Несмотря на обжитость Америки, несмотря на приобретенную комфортабельную домашность мест, где выросли дети, эта земля все-таки дышит чем-то чуждым. Несколько необычный северно-южный ландшафт (сосны, ели и лианы вдоль индейских охотничьих рек), южные леса и холмы, покрытые тонкой трехсотлетней коркой англо-саксонской и германской пуританской культуры, а на обоих побережьях переливаются цветные осколки иных цивилизаций – средиземноморской, южноамериканской. Ветер с океана, и бесконечная клубящаяся даль медленно катится на север, вдоль долины Гудзона, омывая на пути белые островки прибрежных городков, выглядывающих со дна зеленого вязового моря. Но в Нью-Йорке возникает чувство, что ты на месте – дома, все открыто – и выход в Атлантику, и в Средиземноморье. И чем-то близок новоанглийский хвойный Север. Нью-Йорк – город “перемещенных лиц”, порт, пересадка, большой вокзал, с которого мы почему-то не поехали дальше, а остались, достали жареную курицу, выстроились в очередь за кипятком и в буфет, и вот это сделали домом.
Важнейшая черта русской литературной культуры в эмиграции – это кристаллизация новой ментальности, органических отношений с новой культурой.
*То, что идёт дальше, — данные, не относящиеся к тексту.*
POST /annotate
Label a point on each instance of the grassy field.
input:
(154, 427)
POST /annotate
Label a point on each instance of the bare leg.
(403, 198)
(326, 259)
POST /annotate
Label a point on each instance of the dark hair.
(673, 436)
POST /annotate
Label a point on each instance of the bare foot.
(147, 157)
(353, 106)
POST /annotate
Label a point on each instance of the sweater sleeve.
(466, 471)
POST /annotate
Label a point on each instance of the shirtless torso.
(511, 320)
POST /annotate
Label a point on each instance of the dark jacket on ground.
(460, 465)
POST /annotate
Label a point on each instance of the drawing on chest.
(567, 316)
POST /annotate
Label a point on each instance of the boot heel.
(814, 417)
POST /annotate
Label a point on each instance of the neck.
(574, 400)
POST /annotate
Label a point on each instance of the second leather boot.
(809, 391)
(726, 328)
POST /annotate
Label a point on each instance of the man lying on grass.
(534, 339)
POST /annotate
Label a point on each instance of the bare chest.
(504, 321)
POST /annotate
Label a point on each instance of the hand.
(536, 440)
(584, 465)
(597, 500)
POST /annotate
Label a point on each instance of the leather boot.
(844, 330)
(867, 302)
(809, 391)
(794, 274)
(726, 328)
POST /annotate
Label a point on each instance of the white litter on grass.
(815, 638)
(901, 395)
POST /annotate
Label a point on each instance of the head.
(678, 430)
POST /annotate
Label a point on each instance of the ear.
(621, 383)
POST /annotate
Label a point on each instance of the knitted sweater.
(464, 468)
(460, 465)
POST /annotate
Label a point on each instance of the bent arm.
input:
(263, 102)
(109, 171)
В одном из последних интервью Бродский говорил, что невозможно написать стихотворение о Нью-Йорке, во всяком случае, он не может этого сделать. “Вот если бы стихи мог писать персонаж комиксов, он бы смог”. Это пример честности поэта на уровне чувственно-эстетического восприятия жизни. При плодотворном творчестве на неродном языке эта культура тем не менее не стала для него “родной”.
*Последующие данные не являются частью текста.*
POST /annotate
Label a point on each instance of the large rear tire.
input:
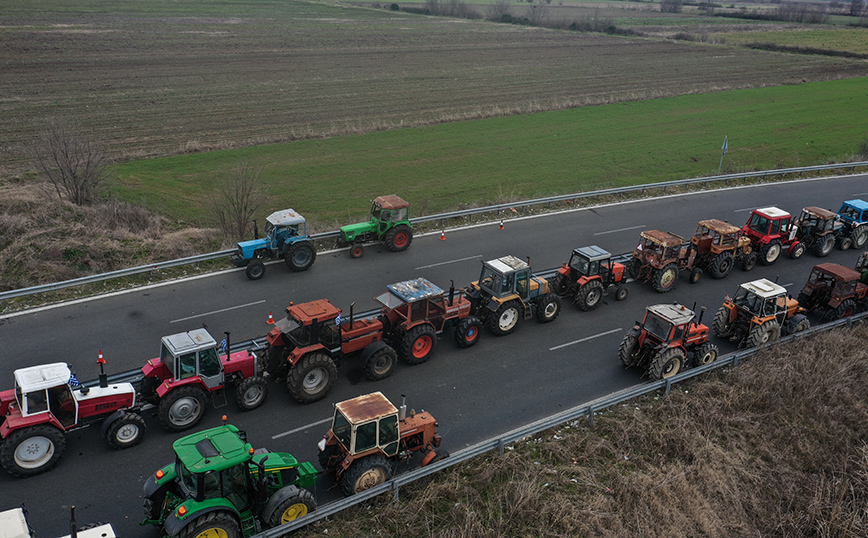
(312, 378)
(33, 450)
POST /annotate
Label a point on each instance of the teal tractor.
(219, 485)
(389, 224)
(285, 237)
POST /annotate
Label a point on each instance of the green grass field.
(445, 166)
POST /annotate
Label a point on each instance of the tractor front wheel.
(666, 364)
(218, 524)
(312, 377)
(589, 295)
(33, 450)
(467, 332)
(250, 393)
(418, 344)
(300, 256)
(366, 473)
(127, 431)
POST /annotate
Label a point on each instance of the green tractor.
(219, 486)
(389, 224)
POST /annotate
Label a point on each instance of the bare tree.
(236, 200)
(73, 162)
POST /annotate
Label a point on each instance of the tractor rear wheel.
(548, 308)
(366, 473)
(629, 349)
(763, 334)
(250, 393)
(665, 278)
(293, 507)
(721, 265)
(467, 332)
(589, 295)
(218, 524)
(505, 320)
(127, 431)
(182, 408)
(770, 252)
(255, 270)
(399, 238)
(418, 344)
(312, 377)
(666, 364)
(33, 450)
(722, 325)
(300, 256)
(706, 354)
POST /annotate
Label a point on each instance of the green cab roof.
(212, 450)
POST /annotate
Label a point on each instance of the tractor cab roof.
(286, 217)
(45, 376)
(391, 201)
(772, 212)
(212, 450)
(319, 310)
(593, 253)
(764, 288)
(409, 291)
(507, 264)
(676, 314)
(719, 226)
(664, 239)
(366, 408)
(189, 341)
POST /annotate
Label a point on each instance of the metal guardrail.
(438, 217)
(586, 410)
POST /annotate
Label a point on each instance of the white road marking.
(586, 339)
(311, 425)
(450, 261)
(218, 311)
(620, 230)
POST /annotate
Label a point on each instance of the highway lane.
(500, 384)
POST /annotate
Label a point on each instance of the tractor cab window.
(209, 362)
(366, 436)
(186, 366)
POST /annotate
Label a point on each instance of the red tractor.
(590, 272)
(47, 402)
(305, 346)
(368, 434)
(664, 339)
(190, 369)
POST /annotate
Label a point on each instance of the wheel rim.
(127, 433)
(293, 512)
(370, 478)
(422, 346)
(184, 411)
(253, 395)
(34, 452)
(508, 319)
(314, 380)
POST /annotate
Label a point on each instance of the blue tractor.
(285, 237)
(854, 215)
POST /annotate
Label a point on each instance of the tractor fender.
(279, 496)
(174, 525)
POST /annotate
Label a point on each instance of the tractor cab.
(367, 423)
(192, 354)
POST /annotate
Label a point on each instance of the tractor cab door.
(210, 368)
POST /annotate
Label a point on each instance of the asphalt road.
(498, 385)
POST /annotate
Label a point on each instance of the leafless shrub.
(73, 162)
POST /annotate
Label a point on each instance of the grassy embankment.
(773, 448)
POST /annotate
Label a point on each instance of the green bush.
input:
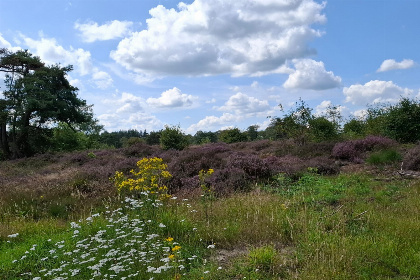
(384, 157)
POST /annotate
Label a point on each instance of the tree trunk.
(3, 141)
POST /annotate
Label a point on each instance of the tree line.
(40, 111)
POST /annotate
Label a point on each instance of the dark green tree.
(232, 135)
(402, 121)
(354, 128)
(252, 132)
(37, 97)
(322, 129)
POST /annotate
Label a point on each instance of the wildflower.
(176, 248)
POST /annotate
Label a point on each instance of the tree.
(232, 135)
(402, 121)
(294, 124)
(173, 138)
(37, 98)
(201, 137)
(322, 129)
(252, 132)
(354, 128)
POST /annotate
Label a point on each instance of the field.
(258, 210)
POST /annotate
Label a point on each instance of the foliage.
(354, 150)
(202, 137)
(411, 160)
(354, 128)
(173, 138)
(384, 157)
(292, 125)
(403, 121)
(252, 132)
(322, 129)
(36, 97)
(154, 137)
(232, 135)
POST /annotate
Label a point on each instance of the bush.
(232, 136)
(411, 160)
(384, 157)
(346, 151)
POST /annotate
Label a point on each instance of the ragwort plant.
(149, 180)
(130, 242)
(207, 192)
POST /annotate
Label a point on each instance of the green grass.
(340, 227)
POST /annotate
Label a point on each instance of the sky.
(216, 64)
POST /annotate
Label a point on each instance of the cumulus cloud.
(311, 74)
(91, 31)
(248, 37)
(51, 53)
(139, 121)
(326, 106)
(241, 104)
(214, 123)
(172, 98)
(391, 64)
(375, 92)
(4, 43)
(127, 103)
(102, 79)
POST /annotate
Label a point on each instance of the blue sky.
(209, 65)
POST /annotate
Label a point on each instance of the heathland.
(264, 209)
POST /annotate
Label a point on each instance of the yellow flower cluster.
(150, 177)
(203, 175)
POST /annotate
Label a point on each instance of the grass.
(316, 227)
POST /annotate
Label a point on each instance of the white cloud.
(139, 121)
(248, 37)
(92, 32)
(172, 98)
(326, 105)
(311, 74)
(4, 43)
(211, 123)
(375, 92)
(51, 53)
(241, 104)
(102, 79)
(391, 64)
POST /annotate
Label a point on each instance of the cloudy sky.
(212, 64)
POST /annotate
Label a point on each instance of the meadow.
(257, 210)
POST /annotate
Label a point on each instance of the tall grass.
(312, 227)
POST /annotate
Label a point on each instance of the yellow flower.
(176, 248)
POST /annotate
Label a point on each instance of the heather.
(251, 210)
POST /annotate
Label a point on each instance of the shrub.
(322, 129)
(411, 160)
(346, 151)
(252, 165)
(384, 157)
(232, 135)
(373, 142)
Наши времена – времена потерянности и одиночества в глобальном межкультурном пространстве, когда поэзия становится единственным способом общения между посвященными, не имеющими, порой, общего материнского языка. Они посылают друг другу записки в бутылках со смытыми этикетками…
Что же является критерием настоящего, живого? Предсуществующий звук, уловленный автором. Уловленный только потому, что силовое, звуковое поле – перестук электрички, выкрики продавца хот-догов, пауза-тишина в уличном шуме – в воздухе, которым художник дышит, совпало на какой-то момент с внутренней готовностью автора для новой вещи. Дальше уже идет мастерская, удовольствие, устранение дребезжания, подгонка. Само поэтическое ожидание в лопухах буден – не удовольствие, а скорее, обреченность, и порой оно длительное и болезненное. Все определяется дарованием. В этом смысле ни на кого похожим быть нельзя. Весь вопрос в интонации, в своем дыхании. Своя интонация – самое важное. Внутренний тон.
Поэзия в диаспоре, в межкультурном пространстве, становится поэзией “поверх границ”, в координатах времени, но не пространства. Одни пишут временную летопись, другие – летопись времени. Мы говорим о летописи вздоха, мгновения, которое, как известно, “не столь прекрасно, сколь неповторимо”, как, в общем, и сами стихи. “Летопись вздоха – глухой разговор: вяжется незаметный узор, зреет неизмеримое зренье. Мягко шуршит оседающий кров. Спящею кошкой прошлое дышит. Если прислушаешься, услышишь тихий янтарь застывающих слов.”